As gentrification sweeps over our city, as the cost of living explodes, it's easy to point to many reasons: drastically lower crime rates, making previously undesirable neighborhoods desirable; more New Yorkers choosing to stay in the city instead of moving to the suburbs to raise families; massive infusions of foreign money spurring new construction and gobbling up real estate (mostly as tax shelters); more and more people moving here from across the country in pursuit of hot jobs; and, obviously, technology, creating a new class of rich people and sites like Airbnb.
It all comes down to one basic thing: the rise of market demand.
There's more demand than supply for housing in NYC, and thus the rent gets too damn high.
Very often, when it comes to massive demographic and economic shifts like this, in a city or a country, people will say, "Well, there's no simple explanation. You can't point to one thing."
But what if you can? What is there's one simple, clear explanation?
In 1994, the City Council passed a law allowing landlords to take apartments out of rent stabilization when the rent passed $2000 a month. Called "de-control", the arguments for this move were that rent stabilization actually subsidized wealthy people, that the "average" rent was $600 so the likelihood that it'd be $2000 for most were "remote". Well, since then, over 152,000 have fallen out of stabilization, and that number rises to almost 250,000 when coop conversions are included. Also, this law incentivized landlords to harass and evict tenants with impunity, trying to get the apartments vacated so that they would fall out of stabilization.

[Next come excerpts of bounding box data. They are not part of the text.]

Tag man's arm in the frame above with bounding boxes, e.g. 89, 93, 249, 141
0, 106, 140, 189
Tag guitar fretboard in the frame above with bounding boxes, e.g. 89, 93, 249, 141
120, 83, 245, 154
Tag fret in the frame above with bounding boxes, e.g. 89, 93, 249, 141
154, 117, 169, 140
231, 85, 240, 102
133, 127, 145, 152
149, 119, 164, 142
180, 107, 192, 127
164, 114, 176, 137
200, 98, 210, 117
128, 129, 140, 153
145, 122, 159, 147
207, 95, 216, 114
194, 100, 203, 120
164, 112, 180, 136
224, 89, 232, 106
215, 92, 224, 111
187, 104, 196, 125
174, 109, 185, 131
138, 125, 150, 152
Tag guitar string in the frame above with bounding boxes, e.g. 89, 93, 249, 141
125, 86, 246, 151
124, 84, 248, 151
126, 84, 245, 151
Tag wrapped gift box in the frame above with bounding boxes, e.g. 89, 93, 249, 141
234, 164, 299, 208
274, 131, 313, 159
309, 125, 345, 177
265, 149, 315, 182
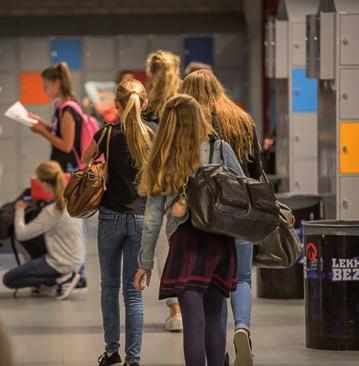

Then it got worse: in 1997 the state legislature passed a law that made it impossible for the city council to change its own law. And it's been higher rents ever since.
So there, in a nutshell, is why the rent is so damn high.
This effort was, as you might imagine, engineered by the real estate industry. A lot of astro-turfing and cynical politics was behind it: they mounted a big PR campaign to make council members and New Yorkers convinced that de-control was actually in their interest (when it was the opposite). They pointed to rich people and celebrities paying low rents, they found black and Latino landlords to appear in ads, trying to make this move into some kind of "progressive" economic thing. It's was a complete, very effective snow job.
What's most frightening is that many of the city council members who voted for it didn't understand what they were voting for. They were conned, ashamedly so.
And now gentrification is everywhere, including in small, out of the way neighborhoods like Highbridge in the Bronx. No place is safe -- this is the new menace.
And it all goes back to March 21, 1994 when this law passed. This is why politics matter and why elections have consequences.